DurreShahwar “Durre” Muhammad is originally from Chicago. She received her bachelor’s degree from the University of Illinois at Chicago and later became a research specialist there. She then obtained her doctorate. at North Carolina State University and is now a postdoctoral fellow at Rice University in Houston.

At Rice, Muhammad works in the lab of Bonnie Bartel, where she studies the signals and pathways that govern peroxisome dynamics and communication with other organelles in Arabidopsis thaliana.

“It is a real honor to receive the NIH MOSAIC award. My network of colleagues outside my specific area of ​​research will expand, providing greater opportunities for research collaboration and outreach. Additionally, I look forward to the mentorship and training I will receive during the K99 phase that will prepare me for the R00 independent research phase,” she said.

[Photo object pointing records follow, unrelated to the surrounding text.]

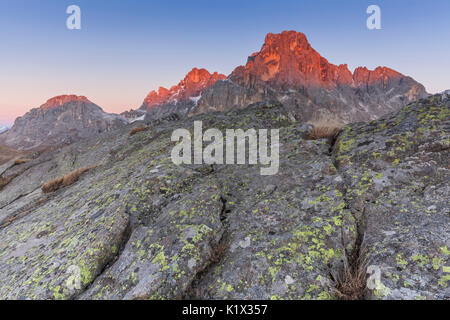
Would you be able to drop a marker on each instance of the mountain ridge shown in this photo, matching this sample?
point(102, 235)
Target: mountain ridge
point(61, 120)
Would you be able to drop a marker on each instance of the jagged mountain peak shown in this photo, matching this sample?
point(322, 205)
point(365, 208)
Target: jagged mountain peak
point(191, 86)
point(61, 100)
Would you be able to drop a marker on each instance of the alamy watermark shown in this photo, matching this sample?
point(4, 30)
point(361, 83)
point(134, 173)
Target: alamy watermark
point(374, 20)
point(236, 140)
point(73, 22)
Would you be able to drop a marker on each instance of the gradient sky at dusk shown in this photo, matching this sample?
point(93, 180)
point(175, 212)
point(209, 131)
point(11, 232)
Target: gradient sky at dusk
point(127, 48)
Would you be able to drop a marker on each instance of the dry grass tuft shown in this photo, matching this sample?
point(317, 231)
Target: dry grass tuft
point(324, 128)
point(351, 284)
point(138, 129)
point(5, 181)
point(21, 161)
point(323, 133)
point(65, 181)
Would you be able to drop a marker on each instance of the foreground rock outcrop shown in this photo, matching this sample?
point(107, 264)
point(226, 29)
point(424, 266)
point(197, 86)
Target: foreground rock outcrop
point(139, 227)
point(61, 120)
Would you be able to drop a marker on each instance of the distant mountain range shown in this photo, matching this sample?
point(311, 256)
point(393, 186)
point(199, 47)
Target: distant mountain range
point(3, 128)
point(61, 120)
point(286, 70)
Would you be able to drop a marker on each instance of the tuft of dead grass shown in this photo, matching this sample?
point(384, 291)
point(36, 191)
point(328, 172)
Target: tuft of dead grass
point(352, 282)
point(5, 181)
point(324, 128)
point(138, 129)
point(21, 161)
point(317, 133)
point(65, 181)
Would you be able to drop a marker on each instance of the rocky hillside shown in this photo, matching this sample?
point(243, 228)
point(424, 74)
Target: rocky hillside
point(3, 128)
point(181, 98)
point(62, 119)
point(136, 226)
point(288, 70)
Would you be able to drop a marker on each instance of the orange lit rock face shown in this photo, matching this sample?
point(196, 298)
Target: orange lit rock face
point(61, 100)
point(288, 60)
point(191, 86)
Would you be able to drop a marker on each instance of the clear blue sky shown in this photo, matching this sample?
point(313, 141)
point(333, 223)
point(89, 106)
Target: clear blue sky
point(127, 48)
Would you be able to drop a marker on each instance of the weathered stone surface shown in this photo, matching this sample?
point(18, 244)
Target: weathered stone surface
point(397, 171)
point(139, 227)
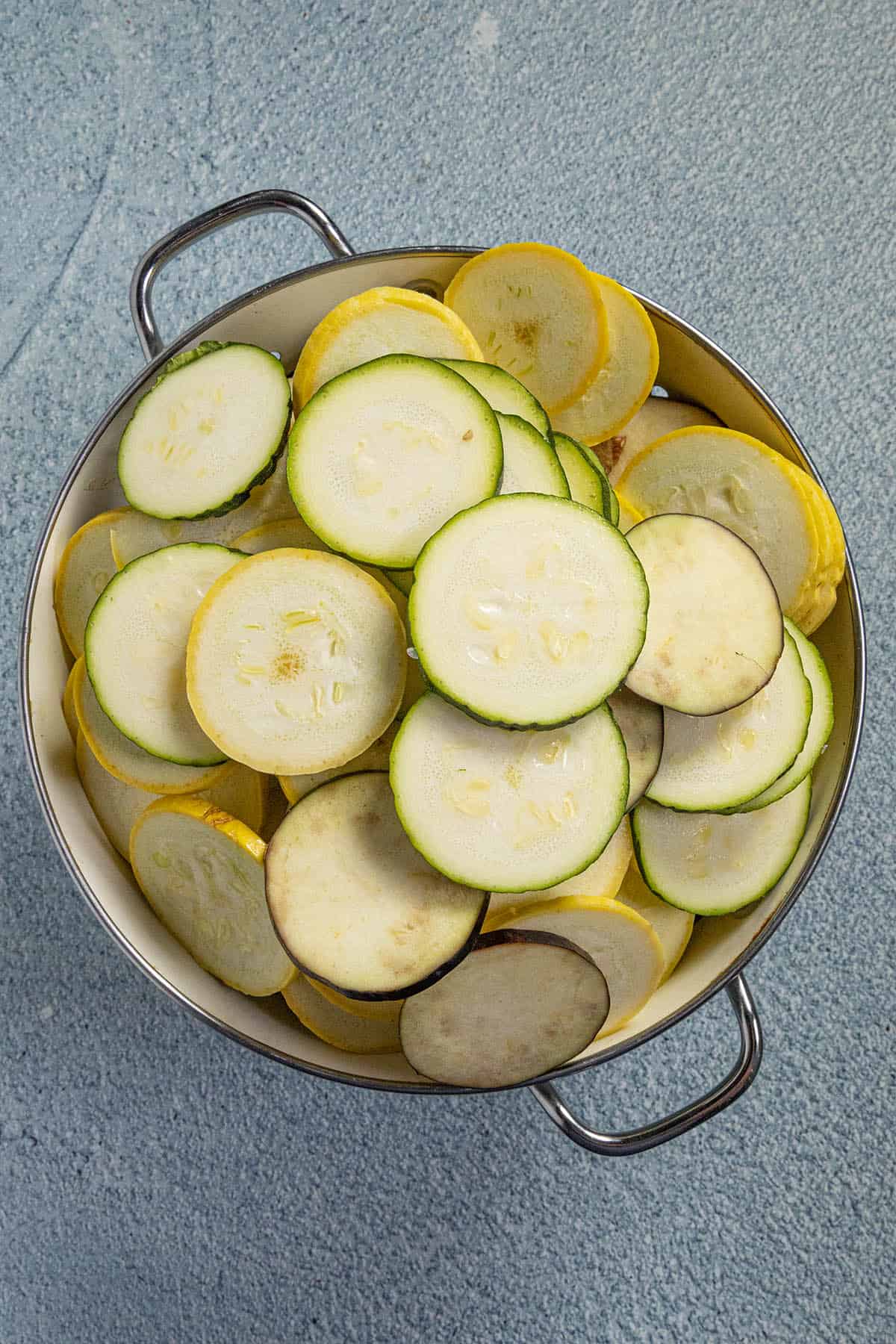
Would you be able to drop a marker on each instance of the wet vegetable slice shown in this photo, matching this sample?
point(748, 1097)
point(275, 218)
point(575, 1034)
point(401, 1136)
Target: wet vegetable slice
point(355, 905)
point(715, 629)
point(203, 873)
point(521, 1004)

Muhammad’s MOSAIC project is titled “Impacts of Peroxisomes on Cellular Quality Control”.

Ian Williamson

Ian Williamson

Ian Williamson grew up in Sunrise, Florida, in the Miami metro area. He received his bachelor’s degree from the University of North Carolina at Chapel Hill, where he also competed in athletics. He remained at UNC as a lab technician and later earned his Ph.D. the. Today, he is a postdoctoral associate at Duke University School of Medicine.

At Duke, Williamson first joined the labs of John Rawls and Xiling Shen. Today, he works in the laboratory of Rodger Liddle, where he studies enteric involvement in neurodegenerative diseases.

“The NIH MOSAIC program will push me to the next level as a researcher and mentor by strengthening my foundation within the scientific community,” he said.

Learn about Williamson’s MOSAIC project, “Quantification of Enteric Branched-Chain Amino Acid Metabolism in Relation to Other Dietary Nutrients and Microbiota”.